One the above-mentioned six shortcomings can easily prevent the practical implementation of water-sensitive urban design (WSUD)."

Publications by Dr. Buzás may be found here

No. 2

Country: Poland
Dr. Daniel Słyś
Professor and Head of the Department of Infrastructure and Water Management,  Faculty of Civil and Environmental Engineering and Architecture, Rzeszów University of Technology

“The dynamic development of cities, the emergence of new housing estates around large centers, and the soil surface sealing in city centers for commercial or transportation purposes have caused that the existing drainage and rainwater sewage systems are insufficient in terms of hydraulics. Sustainable rainwater management activities should take into account not only the technical aspects designed to relieve rain drainage i.e. by use of retention tanks. They should also provide the possibility of infiltration of rainwater where possible, where it occurs.

All solutions must ensure water quality prescribed in legal regulations and require the use of appropriate pre-treatment equipment. Such actions can only be successfully carried out with the acceptance among the population that is properly educated and motivated, not only to accept modern architectural and technical solutions but also to apply them in individual solutions.”

Publications by Dr. Słyś may be found here.

No. 3

Country: United Kingdom
Sue Illman
Managing Director of landscape architecture firm, Illman Young. BA DipLA GradDipCons(AA) PPLI Hon FSE Hon Fellow (University of Gloucestershire). CIC Champion for Flood Mitigation and Resilience.
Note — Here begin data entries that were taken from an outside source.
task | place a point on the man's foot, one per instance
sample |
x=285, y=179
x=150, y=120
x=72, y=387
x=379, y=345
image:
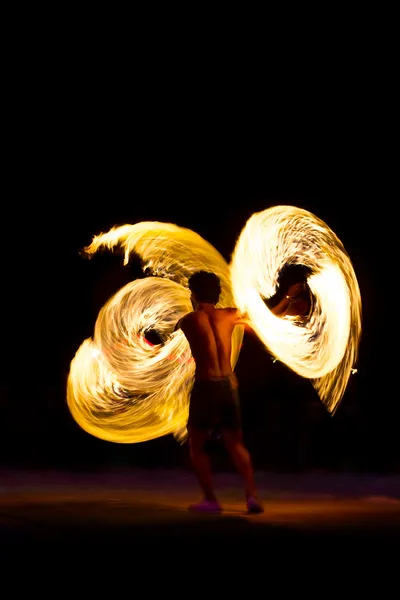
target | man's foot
x=206, y=506
x=254, y=506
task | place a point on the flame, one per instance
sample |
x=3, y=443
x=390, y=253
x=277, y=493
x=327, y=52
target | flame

Former President of the Landscape Institute

“Whilst we understand that good SuDS needs coordinated team thinking throughout its design, don’t forget that its equally important to have fully coordinated project planning and construction on site if that initial vision is to be fully realised."

Publications by Ms. Illman may be found here.

No. 4

Country: The Netherlands
Dr. Ir. Frans van de Ven

Associate Professor of Urban Water Management at the Faculty of Civil Engineering and Geosciences at the Delft University of Technology

“Flooding is a wide concern nowadays. The problem is not so much that there is flooding on the street, the problem is the damage it does. So the question is, how much are you going to invest in resolving the problem of flooding and how much are you willing to invest in resolving the problem of the damage?
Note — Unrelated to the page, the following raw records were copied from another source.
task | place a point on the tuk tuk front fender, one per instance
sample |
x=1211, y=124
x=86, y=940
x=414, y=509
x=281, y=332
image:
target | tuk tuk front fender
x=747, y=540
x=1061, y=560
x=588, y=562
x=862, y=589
You can either invest in increased drainage and storage capacity to reduce frequency and degree of flooding, or in reducing the damage sensitivity of your urban environment – two ways to go that are both widely applicable. Can we design an urban system that minimizes the damage when it fails due to hydraulic overloading? That is an important challenge.”
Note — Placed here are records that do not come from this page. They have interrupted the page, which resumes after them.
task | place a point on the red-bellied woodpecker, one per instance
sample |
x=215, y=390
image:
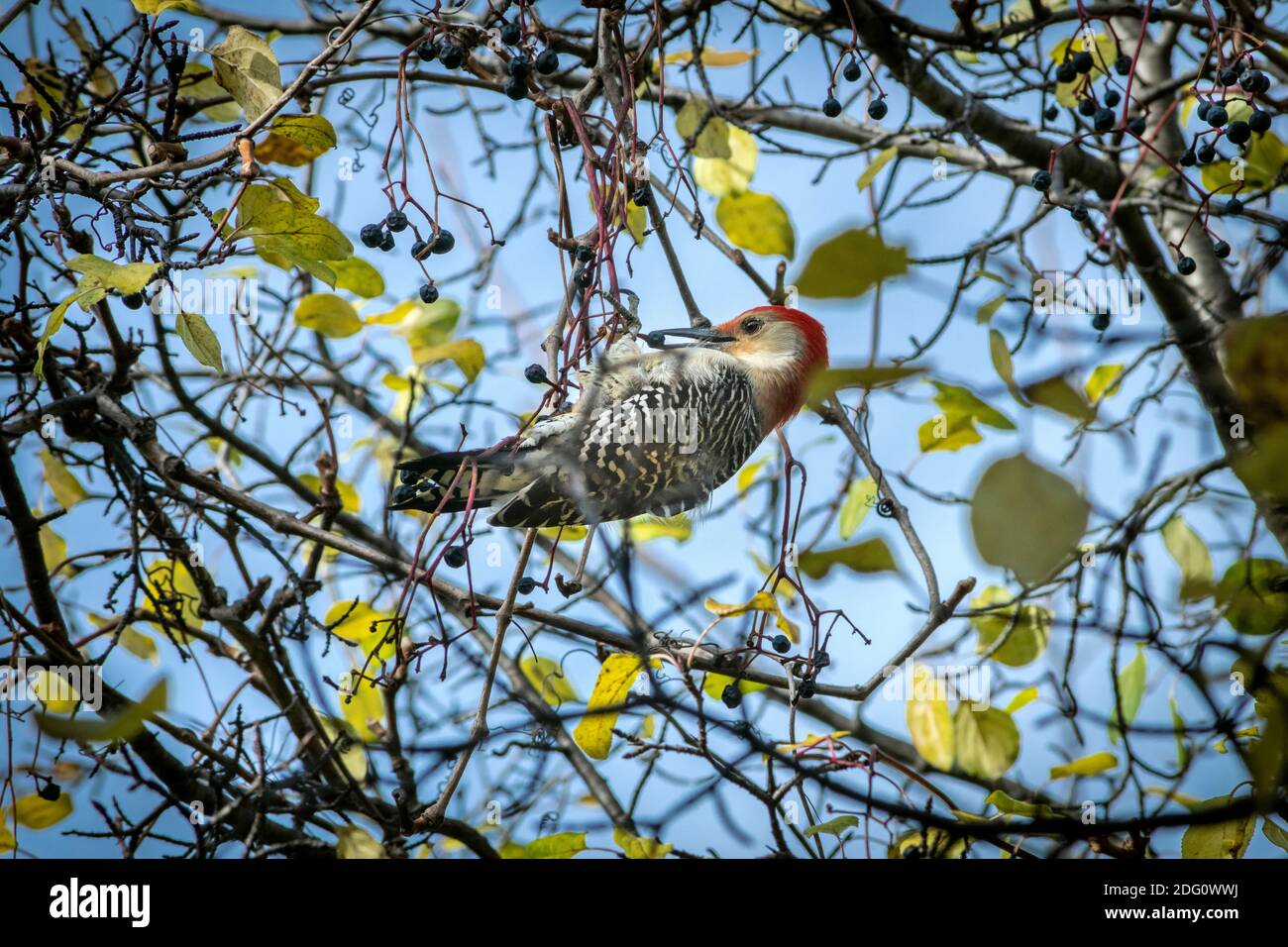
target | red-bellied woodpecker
x=651, y=433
Publications by Dr. van de Ven may be found here.

No. 5

Country: Denmark
Dr. Luise Noring
Program Director and Assistant Professor at Copenhagen Business School, non-resident Senior Fellow at the Brookings Institution, and an expert in sustainable urbanization at the European Commission.

 “Cities are for people. One of the major issues is the scale and the speed at which urbanization is taking place. 70% of the global urban population will be city citizens by 2050. Cities are economic powerhouses and therefore it’s very interesting to look at cities from the human element. There is so much focus on economic growth and, in the process, we are maybe forgetting about sustainability. Sustainability will make a city liveable.”

Publications by Dr. Noring may be found here.

Sustainability and climate resilience

In our recent whitepaper, “The role of urban stormwater management in a building a sustainable, climate-resilient city”, we stress the importance of the human-to-human contact.  The collaboration between a cross-section of stakeholders and thought leaders, like the five men and women quoted above, is essential to developing an integrated and holistic municipal infrastructure. Essentially, it takes a movement to make a city climate-resilient. At the very least, it takes open discussion and ongoing interaction between government leaders, experts and the community at large. So let’s keep this conversation going.